You are bang out of order threatening not to pay your share of the debt, and I think you should hold the "WTF?!" over the contact lenses. Come on - he's hitting out because you've just threatened to effectively steal money from him. Far more than the value of contact lenses, I'm sure.

So just drop that.

But make plans to leave. And think twice before you move in together with someone who doesn't treat your child well, and in a way that's compatible with your own parenting.

Ragusa Fri 10-Nov-17 19:20:07

He's just not kind or giving enough. That's all there is to it. You are right to get rid.
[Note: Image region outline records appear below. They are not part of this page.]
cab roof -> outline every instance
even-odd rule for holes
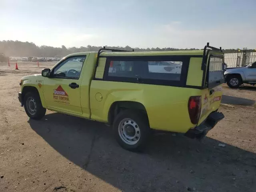
[[[109,52],[104,51],[100,53],[101,56],[144,56],[157,55],[203,55],[203,50],[169,51],[144,51],[144,52]],[[70,54],[65,57],[70,56],[84,55],[88,54],[97,54],[98,52],[81,52]]]

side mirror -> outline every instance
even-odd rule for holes
[[[43,77],[49,77],[51,70],[50,69],[44,69],[42,70],[42,76]]]
[[[252,64],[251,64],[250,65],[249,65],[249,66],[248,66],[248,68],[253,68],[252,65]]]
Gemini69 Fri 10-Nov-17 20:00:05

how can you live like this OP..... you cannot seriously be considering buying a house with this man... you need to leave flowers

ChaChaChaCh4nges Fri 10-Nov-17 20:38:36

I do find myself wondering whether, if he’s too harsh on his DCs, you’re too lenient. Unless they’re tiny, there are times when it’s not appropriate to praise and encourage them; if they’ve left the light on for the 20th time despite having been told repeatedly not to then it’s OK to let them know that you’re not happy.

youchangeyourusername Fri 10-Nov-17 20:39:14

His poor kid  I bet they’ll be so sorry to see you and your DC go, if you’re the only one who seems to care.